O pranto geral de Júlio Rodrigues e as diferentes formas de discriminação racial

Por Cristina Silveira, da Glória – o jardim plantado a beira-mar do Pedro Nava

 Maldição sobre vós, doutores da lei! Maldição sobre voz, hipócritas! Assemelhais-vos aos sepulcros brancos por fora; o exterior parece formoso, mas o interior está cheio de ossos e podridão. (Evangelho de S. Mateus, cap. XXII)

Já estava pronta a edição do poema “Pranto geral dos índios”, de Carlos Drummond de Andrade, em homenagem a Cândido Mariano da Silva Rondon (1889-1958), aqui na Vila de Utopia, publicado em repúdio a PL 490, uma expropriação das terras dos povos originários.

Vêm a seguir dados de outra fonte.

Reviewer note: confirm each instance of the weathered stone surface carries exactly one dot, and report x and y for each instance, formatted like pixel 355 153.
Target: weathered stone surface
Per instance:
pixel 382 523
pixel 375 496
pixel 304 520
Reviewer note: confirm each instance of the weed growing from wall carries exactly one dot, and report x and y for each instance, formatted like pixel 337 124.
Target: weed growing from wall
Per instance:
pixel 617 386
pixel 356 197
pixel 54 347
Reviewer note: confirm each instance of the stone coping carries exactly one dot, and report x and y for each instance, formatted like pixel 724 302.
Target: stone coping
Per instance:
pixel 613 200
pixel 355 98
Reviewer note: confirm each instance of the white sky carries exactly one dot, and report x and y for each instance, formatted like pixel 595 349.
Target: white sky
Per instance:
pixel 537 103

Stop! Veio a reportagem publicada neste site sobre um crime denunciado no dia 29/6 na Câmara Municipal. Dada a circunstância, a semelhança entre os fatos, oferecemos ao Júlio Rodrigues os versos do poeta Drummond.

Júlio/Julinho!

O vereador Júlio Rodrigues foi vítima de injúria racial na rede social (Foto: Reprodução)

O Júlio Rodrigues, conheci como Julinho. O Julinho foi a ousadia preta a integrar-se no fazer cultural de Itabira, é ator formado nos Festivais de Inverno. Já não é Julinho, é Júlio Rodrigues, com os mesmos traços expressivos do Julinho: coragem, altivez e o sorriso gracioso.

Júlio Rodrigues é vereador de Itabira. A cor preta de sua pele brilha na Câmara dos brancos. Seu corpo e o coração pulsando, escreve na formalidade do legislativo, a afirmativa: Eu estou aqui! E está reconhecido, legitimado pelo voto do povo da cidade.

Borges Rodrigues Silvas e todos os Santos, pouco importa o nome. Valente é o corpo que rebela ao crime. Importa o fato e o crime (inafiançável e imprescritível), legislado pelo Estatuto da Igualdade Racial, Lei n. 12.288, de 20 de julho de 2010.

Carlos Borges, nome do criminoso, perdeu e perdeu. Talvez para sempre vá lastimar os tostões a pagar a um homem preto. E é só isso, por que não tem consciência a expandir. Borges é o “white saviour” derrotado.

Aí meu, perdeu! Tu foste marcado – sem ferro em brasas – por um homem preto, antes mesmo de dada a sentença. Tu estás marcado. Preso, o Borges? Inimaginável! O imaginável é a possível inversão de valor imposta por um juiz qualquer.

Já o Júlio Rodrigues, a despeito de decisão judicial, estará sempre presente, sua denúncia antirracista é notória, é histórica, “o que não pode o tempo esfarinhar”. O Júlio Rodrigues ganhou o significante de poder tirar da desdita o dito na luta antirracista.

E o homem feito vereador, Júlio Rodrigues, valentemente, por princípio, se negou a aplaudir a Vale S/A. Grande feito de quem conhece a desgraçaria da mineração, que sabe da vida amarga de um Homem de Ferro na cidade de alma vendida.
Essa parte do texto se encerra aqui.